[HPforGrownups] Re: High Noon for OFH!Snape
Magpie
belviso at attglobal.net
Sat Mar 11 23:50:10 UTC 2006
No: HPFGUIDX 149449
Carol:
I'm not sure what she has to gain from it
> unless, as has been suggested, she wanted to protect her son from
> becoming a murderer at Snape's expense. (I don't see her as being a
> murderer by proxy since she didn't order the murder in the first
> place, but she's certainly an accessory to the crime.)
Magpie:
Just wanted to agree with this. I didn't mean I thought Narcissa would be a
murderer, just that she is attempting to take care of this for Draco
herself. The chance of her killing DD, she knows, are probably not much
better than her son's, but she goes to someone she thinks has the ability
and opportunity. Plus Narcissa trying to kill Dumbledore isn't half as
juicy.

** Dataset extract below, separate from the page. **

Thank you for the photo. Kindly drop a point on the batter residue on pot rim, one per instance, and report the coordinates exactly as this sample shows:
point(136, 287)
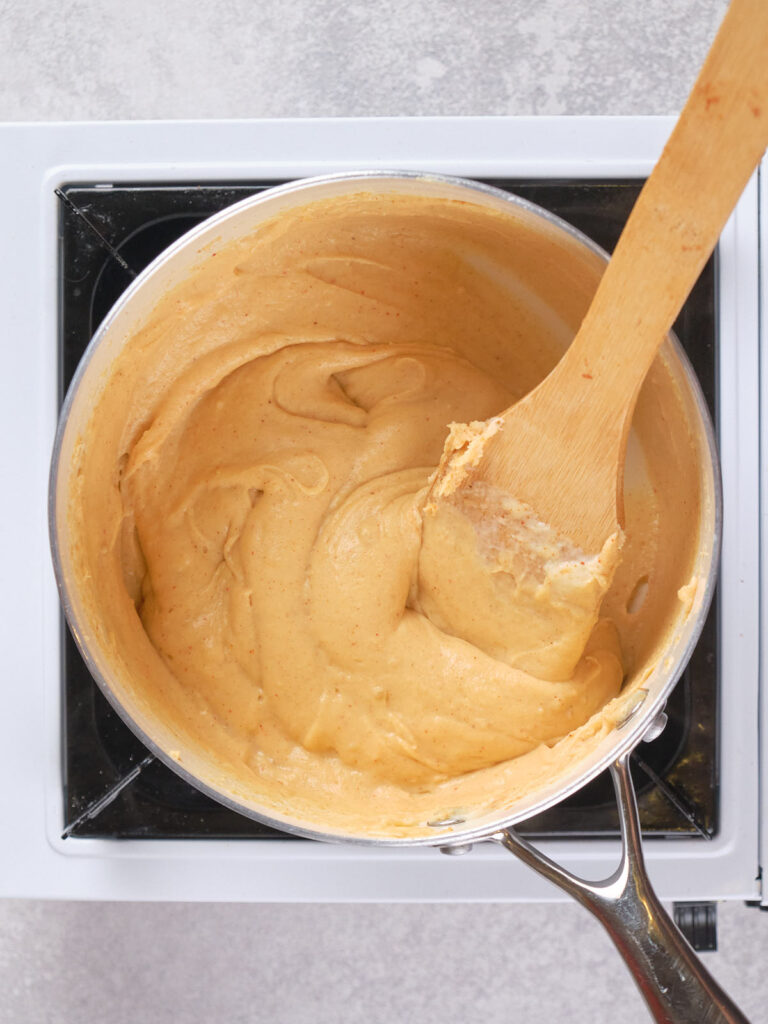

Though I wouldn't put it past her if it came down to it.
Sydney:
You're fine with him taking Vows that he's not even sure what they're going
to contain, that he dies
automatically if he fails them, because he's 'arrogant'. Wouldn't an
arrogant person say, "I don't have to take a Vow, I'll just do it, and I
don't care if you need that extra assurance because I sure don't"? Writers
have to get into the heads of both nice and nasty people, and to date JKR
has done an admirable job of both. I'll bring up Bagman again, because I
like him <g>-- he was arrogant to think that making a huge bet with the
goblins was a good idea when he didn't have the
money to pay them back. But we all know people who do this; and, getting
into his head a bit, I can even see why-- it was worth the risk to pay the
debts he had already; if he lost he could put the goblins off until his ship
really came in, etc. etc. You can pretty
easily see how he could rationalized himself into it. The version of
arrogant Snape who takes Unbreakable Vows because he just assumes he
can do absolutely any old thing he's going to swear to, and he just ignores
the 'dropping dead automatically' bit.. I'm sorry, that may ring true to
you, but it doesn't to me. But I don't have any real way to argue this to
your satisfaction, so you may continue on your merry
way on that one.
Magpie:
Reading the different theories, I admit I find myself a little wary of
arrogant!Snape. Certainly the guy has arrogance in him, but when I think of
him being brought down by arrogance it really falls flat. He's always
yelling about other people being arrogant--especially James and Harry. Not
that seeing a fault in others doesn't mean you can't be guilty of it
yourself at all, but the thing is, James seems far more defined by arrogance
in JKR's style.
James is so very arrogant in the Pensieve scene (and it's great--I loved
James after that scene) and he's brought down by by Peter, his fanboy, the
guy he underestimated. Iirc, Snape yells about James not taking his advice
abot Sirius as well--and Snape is wrong about Sirius there but may not have
been wrong about James being arrogant or dismissive of him. James' tragic
ending, while not "deserved," is still a fitting ending to him. He's a
stag, after all--proud, flashy antlers, stately, beautiful...but at the
bottom of it all, he's prey, a sacrifice.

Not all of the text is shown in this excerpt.